We have theoretical proof that the KE Sieve algorithm creates hyper dimensional planes that are equivalent to planes created by neural networks. The only difference is that the neural network finds these planes through an iterative approach using back propagation where the KE Sieve approach does it no iteratively, thus avoiding the training time.
But we wanted to prove this visually using a toy dataset.
First let's discuss a simple feedforward neural network:
Input Layer
Assume you have 2 inputs: x1 and x2. This could represent a 2-dimensional input vector.
Hidden Layer
Let's say there's one hidden layer with 2 neurons.
Each neuron in this layer will have its weights and biases. Let's denote the weights for the first neuron as w11 and w12, and for the second neuron as w21 and w22. The biases for the first and second neuron will be b1 and b2 respectively.
The output from the first neuron before activation would be: z1=w11x1+w12x2+b1
Similarly, the output from the second neuron before activation would be: z2=w21x1+w22x2+b2
Activation Function
Neural networks typically use an activation function to introduce non-linearity. Common choices are the sigmoid, ReLU (Rectified Linear Unit), tanh, etc.
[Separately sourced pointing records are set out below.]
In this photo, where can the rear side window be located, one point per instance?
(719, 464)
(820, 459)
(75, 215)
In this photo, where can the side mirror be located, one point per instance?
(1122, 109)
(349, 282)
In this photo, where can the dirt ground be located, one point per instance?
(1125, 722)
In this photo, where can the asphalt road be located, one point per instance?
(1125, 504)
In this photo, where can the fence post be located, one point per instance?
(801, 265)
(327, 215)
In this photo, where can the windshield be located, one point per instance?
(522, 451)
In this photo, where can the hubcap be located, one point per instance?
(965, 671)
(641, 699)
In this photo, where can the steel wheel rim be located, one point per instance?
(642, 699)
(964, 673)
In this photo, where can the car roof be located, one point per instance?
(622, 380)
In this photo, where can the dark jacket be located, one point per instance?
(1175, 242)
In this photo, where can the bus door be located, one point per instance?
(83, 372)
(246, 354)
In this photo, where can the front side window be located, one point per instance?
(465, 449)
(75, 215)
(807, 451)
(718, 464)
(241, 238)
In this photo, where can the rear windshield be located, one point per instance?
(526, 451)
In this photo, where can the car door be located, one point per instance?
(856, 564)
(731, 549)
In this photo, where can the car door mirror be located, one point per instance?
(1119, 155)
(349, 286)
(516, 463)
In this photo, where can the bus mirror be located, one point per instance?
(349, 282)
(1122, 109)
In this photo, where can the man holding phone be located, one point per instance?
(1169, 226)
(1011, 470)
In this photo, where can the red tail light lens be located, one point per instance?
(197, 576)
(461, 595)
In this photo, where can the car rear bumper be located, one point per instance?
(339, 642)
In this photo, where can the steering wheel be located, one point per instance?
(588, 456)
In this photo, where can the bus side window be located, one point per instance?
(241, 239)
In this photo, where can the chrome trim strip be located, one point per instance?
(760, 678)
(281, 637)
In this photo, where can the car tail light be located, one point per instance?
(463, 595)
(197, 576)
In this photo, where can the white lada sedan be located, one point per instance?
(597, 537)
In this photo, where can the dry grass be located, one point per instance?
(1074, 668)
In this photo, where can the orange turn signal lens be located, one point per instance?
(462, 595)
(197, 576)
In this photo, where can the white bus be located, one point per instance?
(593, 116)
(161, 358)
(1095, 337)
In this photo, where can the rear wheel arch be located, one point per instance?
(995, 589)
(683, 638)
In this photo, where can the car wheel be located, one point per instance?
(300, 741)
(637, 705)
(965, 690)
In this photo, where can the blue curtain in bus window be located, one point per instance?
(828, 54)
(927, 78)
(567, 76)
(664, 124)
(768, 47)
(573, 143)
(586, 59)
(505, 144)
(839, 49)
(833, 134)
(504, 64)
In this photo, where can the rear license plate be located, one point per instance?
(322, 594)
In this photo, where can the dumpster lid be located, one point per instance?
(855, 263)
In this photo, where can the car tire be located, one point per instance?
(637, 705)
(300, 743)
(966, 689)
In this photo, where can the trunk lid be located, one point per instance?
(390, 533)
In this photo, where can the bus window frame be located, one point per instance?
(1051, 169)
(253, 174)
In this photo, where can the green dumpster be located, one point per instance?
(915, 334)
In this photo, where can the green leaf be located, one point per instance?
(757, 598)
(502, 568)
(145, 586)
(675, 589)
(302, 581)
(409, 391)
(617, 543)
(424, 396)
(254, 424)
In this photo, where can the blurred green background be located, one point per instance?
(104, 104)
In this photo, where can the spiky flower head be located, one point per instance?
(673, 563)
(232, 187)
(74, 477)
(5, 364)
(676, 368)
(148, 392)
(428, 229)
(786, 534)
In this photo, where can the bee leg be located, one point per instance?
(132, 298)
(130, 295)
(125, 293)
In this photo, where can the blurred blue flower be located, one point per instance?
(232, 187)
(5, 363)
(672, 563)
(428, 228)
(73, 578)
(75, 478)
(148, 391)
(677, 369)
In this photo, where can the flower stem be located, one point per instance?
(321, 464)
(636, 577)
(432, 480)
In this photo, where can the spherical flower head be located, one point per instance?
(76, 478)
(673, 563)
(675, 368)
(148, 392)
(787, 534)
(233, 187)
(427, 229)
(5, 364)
For simplicity, let's use the sigmoid function, denoted as
\(σ(z)=1/(1+e^{-z})\)So, the activated outputs from our two neurons will be:
a1=σ(z1)
a2=σ(z2)
Output Layer
Let's assume a single output neuron for this layer.
This neuron will take the activated outputs from the hidden layer as input. Let's use weights v1 and v2 and bias b0 for this neuron.
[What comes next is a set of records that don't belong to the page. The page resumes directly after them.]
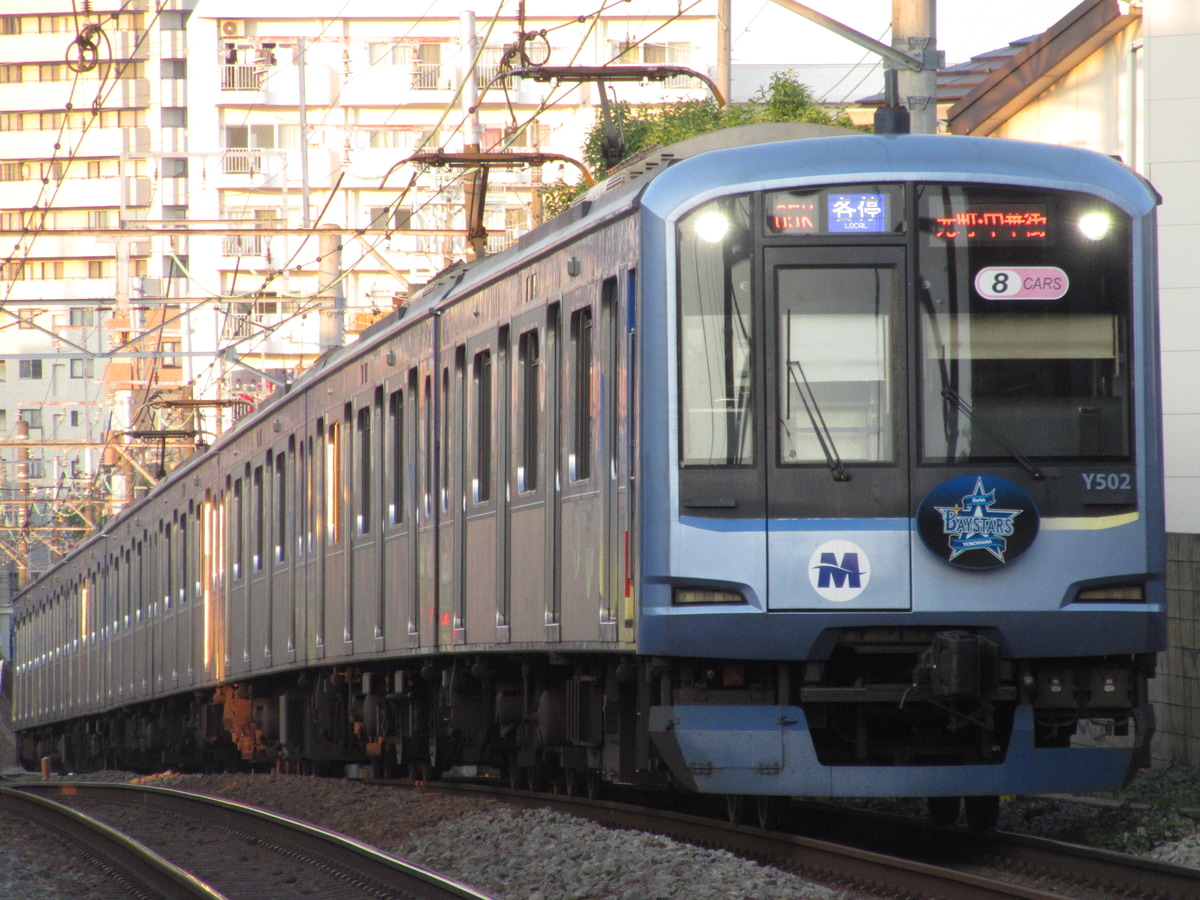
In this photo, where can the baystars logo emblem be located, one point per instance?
(976, 525)
(839, 570)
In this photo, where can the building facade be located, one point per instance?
(198, 197)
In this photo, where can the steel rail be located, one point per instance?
(360, 865)
(135, 867)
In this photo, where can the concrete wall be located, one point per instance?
(1176, 691)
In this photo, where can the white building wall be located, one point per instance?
(1173, 165)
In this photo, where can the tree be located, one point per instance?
(783, 100)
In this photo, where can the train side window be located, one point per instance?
(184, 557)
(580, 453)
(259, 520)
(364, 492)
(717, 353)
(528, 426)
(281, 504)
(333, 483)
(396, 417)
(239, 532)
(481, 427)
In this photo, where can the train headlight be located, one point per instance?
(1110, 593)
(690, 597)
(1095, 226)
(712, 226)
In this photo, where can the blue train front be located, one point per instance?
(900, 397)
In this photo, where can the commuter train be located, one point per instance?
(790, 461)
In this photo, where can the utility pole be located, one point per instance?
(724, 78)
(915, 33)
(475, 186)
(912, 57)
(333, 294)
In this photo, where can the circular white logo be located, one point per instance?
(839, 570)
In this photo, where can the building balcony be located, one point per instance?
(253, 168)
(275, 85)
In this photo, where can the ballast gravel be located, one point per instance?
(509, 853)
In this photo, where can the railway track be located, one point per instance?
(237, 851)
(129, 868)
(894, 857)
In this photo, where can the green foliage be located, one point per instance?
(783, 100)
(1129, 831)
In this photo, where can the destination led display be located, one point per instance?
(999, 222)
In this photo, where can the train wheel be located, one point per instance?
(767, 809)
(945, 810)
(573, 780)
(735, 808)
(983, 813)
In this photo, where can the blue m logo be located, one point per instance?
(845, 574)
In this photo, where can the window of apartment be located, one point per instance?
(240, 137)
(427, 75)
(388, 54)
(175, 21)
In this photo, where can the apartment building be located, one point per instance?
(198, 197)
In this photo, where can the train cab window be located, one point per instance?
(717, 354)
(1025, 324)
(834, 335)
(580, 454)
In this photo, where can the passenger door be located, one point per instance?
(837, 438)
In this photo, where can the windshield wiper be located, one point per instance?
(952, 396)
(819, 425)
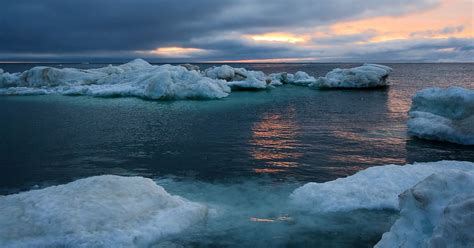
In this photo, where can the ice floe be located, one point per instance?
(373, 188)
(101, 211)
(135, 79)
(299, 78)
(437, 212)
(239, 78)
(443, 114)
(365, 76)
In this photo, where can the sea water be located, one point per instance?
(243, 154)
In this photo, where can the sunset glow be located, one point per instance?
(276, 37)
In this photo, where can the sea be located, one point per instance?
(245, 153)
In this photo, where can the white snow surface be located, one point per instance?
(137, 78)
(443, 114)
(365, 76)
(299, 78)
(437, 212)
(239, 78)
(101, 211)
(373, 188)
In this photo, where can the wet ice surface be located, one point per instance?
(247, 152)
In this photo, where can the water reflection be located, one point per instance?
(274, 142)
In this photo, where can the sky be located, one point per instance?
(238, 30)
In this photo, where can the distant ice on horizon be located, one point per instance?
(365, 76)
(140, 79)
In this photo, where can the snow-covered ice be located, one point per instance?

The output of this neuron before activation would be: z0=v1a1+v2a2+b0
Using the sigmoid activation again: output=σ(z0)
For every neuron, if we consider the equation before the activation function, it's a linear combination of the inputs (in case of 2 inputs it's a plane in 3D space). So for our two neurons in the hidden layer, the plane equations would be: w11x1+w12x2+b1=0
w21x1+w22x2+b2=0
Each of these planes divides the input space into two halves, and the decision boundary will depend on the combination of these planes and the activation functions used.
So as we can see, every neuron in a neural network can be represented as hyper dimensional plane. So what the neural network does is, learn the weights and biases of this plane over multiple iterations and using back propagation.
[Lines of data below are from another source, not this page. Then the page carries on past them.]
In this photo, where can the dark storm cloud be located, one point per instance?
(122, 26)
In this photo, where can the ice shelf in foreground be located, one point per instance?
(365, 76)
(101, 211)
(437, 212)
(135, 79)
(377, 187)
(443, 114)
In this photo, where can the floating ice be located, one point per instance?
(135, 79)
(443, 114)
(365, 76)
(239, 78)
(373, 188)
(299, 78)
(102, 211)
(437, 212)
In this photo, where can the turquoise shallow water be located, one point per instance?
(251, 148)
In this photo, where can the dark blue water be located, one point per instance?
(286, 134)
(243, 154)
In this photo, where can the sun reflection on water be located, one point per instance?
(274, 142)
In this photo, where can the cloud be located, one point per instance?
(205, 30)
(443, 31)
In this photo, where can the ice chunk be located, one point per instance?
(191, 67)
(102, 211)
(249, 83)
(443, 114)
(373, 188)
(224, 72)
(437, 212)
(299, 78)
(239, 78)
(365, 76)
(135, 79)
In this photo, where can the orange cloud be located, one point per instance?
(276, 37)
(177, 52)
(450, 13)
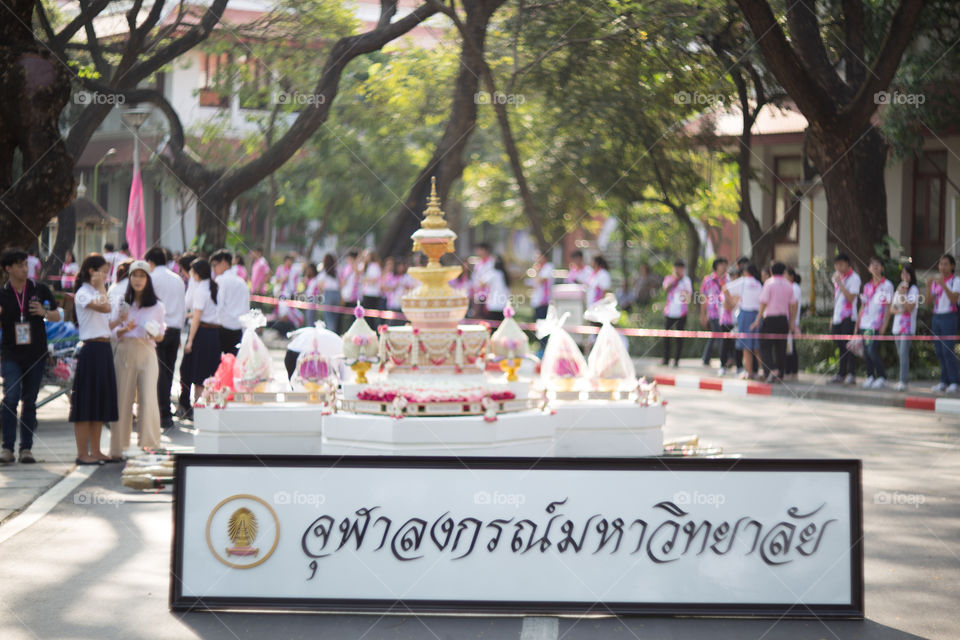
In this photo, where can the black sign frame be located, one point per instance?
(854, 609)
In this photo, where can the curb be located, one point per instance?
(749, 387)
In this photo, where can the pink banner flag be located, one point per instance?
(136, 222)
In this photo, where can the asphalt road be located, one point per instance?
(97, 566)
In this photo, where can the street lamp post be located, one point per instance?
(136, 225)
(134, 118)
(96, 174)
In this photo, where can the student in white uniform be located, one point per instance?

Can we represent these hyperdimensional planes on a 2D system so that we can visualize what is happening? Turns out we can, by only choosing 2 of the 784 dimensions and plot them on 2D.
system
Lets take the MNIST dataset and do the following experiment:
Train a small neural network.
At each epoch, take the weights and biases and draw the planes in a 2D system and visualize how the planes are separating the training points.
Repeat for each epoch and observe if the planes are doing a better job of separating the training points.
Experiment results:
Neural network architecture used:
Model: "sequential_1"
_________________________________________________________________
Layer (type) Output Shape Param #
=================================================================
flatten_1 (Flatten) (None, 784) 0
dense_3 (Dense) (None, 26) 20410
dense_4 (Dense) (None, 10) 270
=================================================================
Total params: 20,680
Trainable params: 20,680
Non-trainable params: 0
To visualize each training step we used following method-
In each step we compute distance vector and then apply PCA with only 2 components.
We solve this 2d vector using linear regression to obtain a line equation and plot that line. Randomly we scatter few points of each class to get an idea how each plane is getting adjusted over consecutive epoch.
First plot is without training and random weights assigned.
Here we see the points and planes are random. Lets observe through a series of epochs how the planes move and separate the points. The output of 20 epochs is show below as a series of images.
As you can clearly see, the planes are adjusting with each epoch to separate out the points and by the 20th epoch each neuron(plane) has some distinguishing character.
In the next article we will see how KE Sieve creates planes for the same problem.
Disclaimer:
The NN by using the Back propagation algorithm does its work differently from PCA. The NN tries to separate the classes by using hyperplanes. While the PCA is a statistical method which tries to determine the “Principle Components” in a multivariate (ie multi dimensional data). In this case the PCA chooses only two (“principle”) components (variables) say u and v which are linear combinations of the 784 dimensions that is MNIST data. So the plots are in u, v space. We have done the PCS just so that we can visualize the approximation of the space in 2D.